"В песчаных степях аравийской земли три гордые
пальмы зачем-то росли".
"На вас треугольная шляпа, — резвился Остап, — а где же ваш серый походный пиджак?". В финале "12 стульев" Остап, как мы знаем, уже не резвится, а лежит с перерезанным горлом. Возможно, именно смерть любимого героя привела к тому, что действительность выступила в романе в своем истинном, неприглядном свете — стилизации. Если же учесть, кто и что было стилизовано, — одесский анекдот превращается в "скверный": петербургская муть Свидригайлова тянет за собой тему недоброго Бога и вечности с пауками по углам, иными словами, вечные вопросы: Зло — Добро, скоротечность — вечность, Бог — Дьявол.
Маскарад
Таким вопросам самое место у Булгакова ("— Так кто же ты? — Я часть той силы, что...").
И Достоевскому у Булгакова самое место — не так много метафизиков в русской литературе, чтобы один великий мог обойтись без другого.
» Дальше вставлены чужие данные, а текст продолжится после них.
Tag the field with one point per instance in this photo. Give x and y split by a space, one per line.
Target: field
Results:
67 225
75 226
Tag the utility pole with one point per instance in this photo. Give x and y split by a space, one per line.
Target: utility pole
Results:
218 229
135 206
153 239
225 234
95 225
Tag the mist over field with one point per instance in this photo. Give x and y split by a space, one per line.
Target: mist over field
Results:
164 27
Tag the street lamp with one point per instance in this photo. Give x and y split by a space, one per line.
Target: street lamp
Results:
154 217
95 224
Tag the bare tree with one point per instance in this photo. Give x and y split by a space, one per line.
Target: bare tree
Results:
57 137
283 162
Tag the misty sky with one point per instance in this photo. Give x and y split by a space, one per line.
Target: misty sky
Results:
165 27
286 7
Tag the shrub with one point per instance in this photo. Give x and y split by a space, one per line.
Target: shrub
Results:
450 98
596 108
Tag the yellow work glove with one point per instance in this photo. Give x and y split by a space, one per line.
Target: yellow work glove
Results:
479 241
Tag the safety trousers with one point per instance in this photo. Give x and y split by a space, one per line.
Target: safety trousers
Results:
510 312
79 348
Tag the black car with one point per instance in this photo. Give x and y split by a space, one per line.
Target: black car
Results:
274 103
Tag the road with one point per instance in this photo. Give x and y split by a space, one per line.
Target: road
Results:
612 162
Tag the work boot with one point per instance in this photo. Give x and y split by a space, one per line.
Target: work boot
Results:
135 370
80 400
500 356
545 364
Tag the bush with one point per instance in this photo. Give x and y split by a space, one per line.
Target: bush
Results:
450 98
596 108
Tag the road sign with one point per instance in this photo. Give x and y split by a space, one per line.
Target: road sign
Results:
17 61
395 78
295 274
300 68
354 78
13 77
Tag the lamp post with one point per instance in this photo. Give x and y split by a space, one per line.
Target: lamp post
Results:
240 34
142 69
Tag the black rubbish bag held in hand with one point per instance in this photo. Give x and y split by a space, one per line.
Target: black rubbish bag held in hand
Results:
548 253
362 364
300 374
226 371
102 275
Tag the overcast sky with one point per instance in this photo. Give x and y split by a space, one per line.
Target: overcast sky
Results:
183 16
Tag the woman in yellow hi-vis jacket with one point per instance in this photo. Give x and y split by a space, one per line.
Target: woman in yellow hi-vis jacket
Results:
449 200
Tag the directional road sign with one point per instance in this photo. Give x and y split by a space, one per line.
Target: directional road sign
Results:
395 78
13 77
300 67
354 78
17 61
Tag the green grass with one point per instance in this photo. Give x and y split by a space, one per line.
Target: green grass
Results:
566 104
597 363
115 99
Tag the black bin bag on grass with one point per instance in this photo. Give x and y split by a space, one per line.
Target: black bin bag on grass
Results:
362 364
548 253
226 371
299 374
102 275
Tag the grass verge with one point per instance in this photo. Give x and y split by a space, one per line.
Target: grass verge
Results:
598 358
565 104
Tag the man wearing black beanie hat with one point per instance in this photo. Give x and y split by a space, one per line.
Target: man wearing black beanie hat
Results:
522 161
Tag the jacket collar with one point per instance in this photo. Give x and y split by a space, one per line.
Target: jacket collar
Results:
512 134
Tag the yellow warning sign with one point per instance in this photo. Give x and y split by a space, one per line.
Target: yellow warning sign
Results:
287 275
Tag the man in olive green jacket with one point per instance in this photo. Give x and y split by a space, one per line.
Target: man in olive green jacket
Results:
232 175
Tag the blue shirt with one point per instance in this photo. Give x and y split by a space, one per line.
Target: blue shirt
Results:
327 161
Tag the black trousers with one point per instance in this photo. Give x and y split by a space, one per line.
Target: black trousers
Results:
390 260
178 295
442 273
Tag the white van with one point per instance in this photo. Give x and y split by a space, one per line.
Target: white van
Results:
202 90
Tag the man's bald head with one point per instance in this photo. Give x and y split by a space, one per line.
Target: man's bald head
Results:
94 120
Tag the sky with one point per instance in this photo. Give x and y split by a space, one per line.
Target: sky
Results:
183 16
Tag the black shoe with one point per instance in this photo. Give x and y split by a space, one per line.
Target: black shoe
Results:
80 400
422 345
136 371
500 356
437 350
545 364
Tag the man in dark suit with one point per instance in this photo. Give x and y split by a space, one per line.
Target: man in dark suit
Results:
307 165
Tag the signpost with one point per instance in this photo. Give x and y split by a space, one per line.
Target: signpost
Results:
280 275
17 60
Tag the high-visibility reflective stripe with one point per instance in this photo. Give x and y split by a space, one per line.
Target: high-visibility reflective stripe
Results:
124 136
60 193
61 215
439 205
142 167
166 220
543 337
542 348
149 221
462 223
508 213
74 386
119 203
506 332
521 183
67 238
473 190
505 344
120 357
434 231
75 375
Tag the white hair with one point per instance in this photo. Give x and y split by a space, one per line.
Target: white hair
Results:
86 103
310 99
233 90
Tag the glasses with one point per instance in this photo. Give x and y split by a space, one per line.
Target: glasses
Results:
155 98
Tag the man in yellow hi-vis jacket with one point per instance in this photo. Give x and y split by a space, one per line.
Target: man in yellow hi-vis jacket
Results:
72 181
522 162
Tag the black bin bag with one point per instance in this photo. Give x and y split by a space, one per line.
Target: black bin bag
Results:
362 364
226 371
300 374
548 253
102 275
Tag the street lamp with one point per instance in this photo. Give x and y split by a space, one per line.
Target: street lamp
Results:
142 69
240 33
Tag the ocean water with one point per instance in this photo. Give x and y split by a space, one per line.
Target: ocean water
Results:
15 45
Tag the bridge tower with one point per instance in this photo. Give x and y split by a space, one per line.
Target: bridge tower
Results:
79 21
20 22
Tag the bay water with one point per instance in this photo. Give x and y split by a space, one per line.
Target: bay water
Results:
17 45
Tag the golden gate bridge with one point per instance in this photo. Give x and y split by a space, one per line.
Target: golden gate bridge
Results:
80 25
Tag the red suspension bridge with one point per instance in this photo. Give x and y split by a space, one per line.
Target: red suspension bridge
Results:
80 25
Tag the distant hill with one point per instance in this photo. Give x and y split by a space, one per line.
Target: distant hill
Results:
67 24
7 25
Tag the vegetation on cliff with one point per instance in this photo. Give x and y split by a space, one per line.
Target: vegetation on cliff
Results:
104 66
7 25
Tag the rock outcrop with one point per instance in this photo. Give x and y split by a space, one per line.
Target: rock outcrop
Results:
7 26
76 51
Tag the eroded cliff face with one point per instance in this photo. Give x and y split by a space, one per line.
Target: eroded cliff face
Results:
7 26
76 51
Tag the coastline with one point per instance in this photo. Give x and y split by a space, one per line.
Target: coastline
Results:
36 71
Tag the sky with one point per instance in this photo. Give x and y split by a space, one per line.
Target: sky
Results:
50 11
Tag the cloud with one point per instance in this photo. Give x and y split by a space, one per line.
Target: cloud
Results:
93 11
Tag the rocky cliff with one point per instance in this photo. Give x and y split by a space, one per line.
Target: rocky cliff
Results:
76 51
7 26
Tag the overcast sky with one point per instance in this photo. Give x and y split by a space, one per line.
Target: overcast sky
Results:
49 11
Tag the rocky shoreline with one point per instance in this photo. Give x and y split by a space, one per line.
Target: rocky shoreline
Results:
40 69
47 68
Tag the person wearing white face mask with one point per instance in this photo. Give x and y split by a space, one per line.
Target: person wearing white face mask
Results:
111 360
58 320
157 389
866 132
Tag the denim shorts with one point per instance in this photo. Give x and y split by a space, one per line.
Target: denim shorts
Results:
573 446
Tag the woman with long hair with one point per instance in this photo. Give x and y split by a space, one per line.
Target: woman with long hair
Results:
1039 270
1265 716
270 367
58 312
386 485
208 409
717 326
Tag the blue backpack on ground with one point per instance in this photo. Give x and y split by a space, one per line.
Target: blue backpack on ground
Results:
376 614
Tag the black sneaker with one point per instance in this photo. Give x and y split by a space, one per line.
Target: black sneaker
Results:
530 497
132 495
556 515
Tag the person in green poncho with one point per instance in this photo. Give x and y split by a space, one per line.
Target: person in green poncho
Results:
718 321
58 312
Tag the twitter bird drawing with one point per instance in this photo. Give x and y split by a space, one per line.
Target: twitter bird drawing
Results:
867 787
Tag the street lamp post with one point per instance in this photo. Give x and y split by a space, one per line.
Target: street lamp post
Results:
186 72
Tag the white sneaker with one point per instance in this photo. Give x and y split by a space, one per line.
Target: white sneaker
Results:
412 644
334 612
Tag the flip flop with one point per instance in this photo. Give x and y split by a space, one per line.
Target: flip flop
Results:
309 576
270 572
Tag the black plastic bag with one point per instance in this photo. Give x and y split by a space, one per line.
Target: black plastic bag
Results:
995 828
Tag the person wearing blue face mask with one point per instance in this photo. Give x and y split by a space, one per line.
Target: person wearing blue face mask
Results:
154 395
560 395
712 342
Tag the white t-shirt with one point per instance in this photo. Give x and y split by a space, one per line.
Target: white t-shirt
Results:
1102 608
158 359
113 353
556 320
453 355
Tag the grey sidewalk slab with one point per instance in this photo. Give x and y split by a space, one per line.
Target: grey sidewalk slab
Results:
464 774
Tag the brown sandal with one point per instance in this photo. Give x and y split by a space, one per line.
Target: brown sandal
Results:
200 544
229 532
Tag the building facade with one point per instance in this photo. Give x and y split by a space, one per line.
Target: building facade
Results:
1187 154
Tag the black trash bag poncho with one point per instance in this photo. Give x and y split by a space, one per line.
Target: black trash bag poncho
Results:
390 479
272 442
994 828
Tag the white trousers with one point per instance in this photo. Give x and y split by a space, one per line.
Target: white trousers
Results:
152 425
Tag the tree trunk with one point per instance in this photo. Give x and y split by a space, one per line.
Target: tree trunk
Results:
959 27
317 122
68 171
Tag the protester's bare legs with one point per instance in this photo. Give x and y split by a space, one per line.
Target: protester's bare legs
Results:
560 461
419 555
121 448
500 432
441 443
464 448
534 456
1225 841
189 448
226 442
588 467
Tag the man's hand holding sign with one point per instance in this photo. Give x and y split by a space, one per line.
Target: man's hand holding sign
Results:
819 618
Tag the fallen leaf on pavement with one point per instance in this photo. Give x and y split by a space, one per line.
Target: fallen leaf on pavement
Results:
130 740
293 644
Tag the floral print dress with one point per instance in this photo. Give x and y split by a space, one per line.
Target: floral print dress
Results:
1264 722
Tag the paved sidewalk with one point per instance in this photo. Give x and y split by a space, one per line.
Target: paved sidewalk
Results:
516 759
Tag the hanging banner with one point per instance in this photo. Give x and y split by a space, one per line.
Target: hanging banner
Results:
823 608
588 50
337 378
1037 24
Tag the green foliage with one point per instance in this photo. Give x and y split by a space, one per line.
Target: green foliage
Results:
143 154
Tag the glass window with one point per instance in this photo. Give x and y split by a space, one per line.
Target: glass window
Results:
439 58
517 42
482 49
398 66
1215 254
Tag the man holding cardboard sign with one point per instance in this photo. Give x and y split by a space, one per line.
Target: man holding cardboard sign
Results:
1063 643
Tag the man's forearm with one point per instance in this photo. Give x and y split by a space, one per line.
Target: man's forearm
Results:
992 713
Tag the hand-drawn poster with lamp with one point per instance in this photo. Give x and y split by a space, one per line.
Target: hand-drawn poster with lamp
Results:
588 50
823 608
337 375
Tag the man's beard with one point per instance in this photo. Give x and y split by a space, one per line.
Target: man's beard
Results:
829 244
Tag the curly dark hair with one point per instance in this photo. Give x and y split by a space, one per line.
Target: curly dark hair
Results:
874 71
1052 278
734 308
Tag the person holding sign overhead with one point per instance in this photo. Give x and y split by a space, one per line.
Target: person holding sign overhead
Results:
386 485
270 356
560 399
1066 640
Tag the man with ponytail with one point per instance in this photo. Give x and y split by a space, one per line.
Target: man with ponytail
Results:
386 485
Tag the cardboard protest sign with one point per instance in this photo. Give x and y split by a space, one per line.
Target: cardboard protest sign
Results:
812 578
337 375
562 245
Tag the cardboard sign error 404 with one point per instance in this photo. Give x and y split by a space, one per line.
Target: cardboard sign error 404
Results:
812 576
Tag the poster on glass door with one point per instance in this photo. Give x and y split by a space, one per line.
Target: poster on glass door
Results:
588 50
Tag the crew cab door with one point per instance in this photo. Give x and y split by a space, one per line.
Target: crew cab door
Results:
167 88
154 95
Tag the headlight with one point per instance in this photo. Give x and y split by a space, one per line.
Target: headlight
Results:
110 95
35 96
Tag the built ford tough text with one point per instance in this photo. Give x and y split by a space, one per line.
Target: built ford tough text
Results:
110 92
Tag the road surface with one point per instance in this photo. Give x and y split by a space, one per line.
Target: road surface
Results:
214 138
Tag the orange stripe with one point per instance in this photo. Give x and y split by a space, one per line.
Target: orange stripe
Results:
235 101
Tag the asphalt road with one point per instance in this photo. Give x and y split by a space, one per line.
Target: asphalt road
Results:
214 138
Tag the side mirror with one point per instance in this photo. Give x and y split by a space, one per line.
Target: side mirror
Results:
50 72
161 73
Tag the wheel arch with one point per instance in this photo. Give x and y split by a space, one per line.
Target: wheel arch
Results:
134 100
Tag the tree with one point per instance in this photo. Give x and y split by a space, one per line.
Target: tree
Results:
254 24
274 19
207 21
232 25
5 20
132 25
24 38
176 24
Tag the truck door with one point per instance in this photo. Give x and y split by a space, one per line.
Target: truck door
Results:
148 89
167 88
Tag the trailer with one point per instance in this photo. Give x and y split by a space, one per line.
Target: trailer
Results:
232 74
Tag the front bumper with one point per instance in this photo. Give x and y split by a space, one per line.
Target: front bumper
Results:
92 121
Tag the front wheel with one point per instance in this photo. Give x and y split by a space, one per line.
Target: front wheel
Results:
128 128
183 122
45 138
Первым делом, понятно, обнаруживаются "Бесы": пожар в Скотопригоньевске — пожары в Москве; обгоревший труп барона Майгеля — обгоревшие трупы Лебядкина и его сестры, и, наконец, сами "бесы", Других следов Достоевского, как ни странно, в романе Булгакова нет. Впрочем, есть еще один:
"— Достоевский умер, — сказала гражданка, но как-то не очень уверенно.
— Протестую! — горячо воскликнул Бегемот. — Достоевский бессмертен".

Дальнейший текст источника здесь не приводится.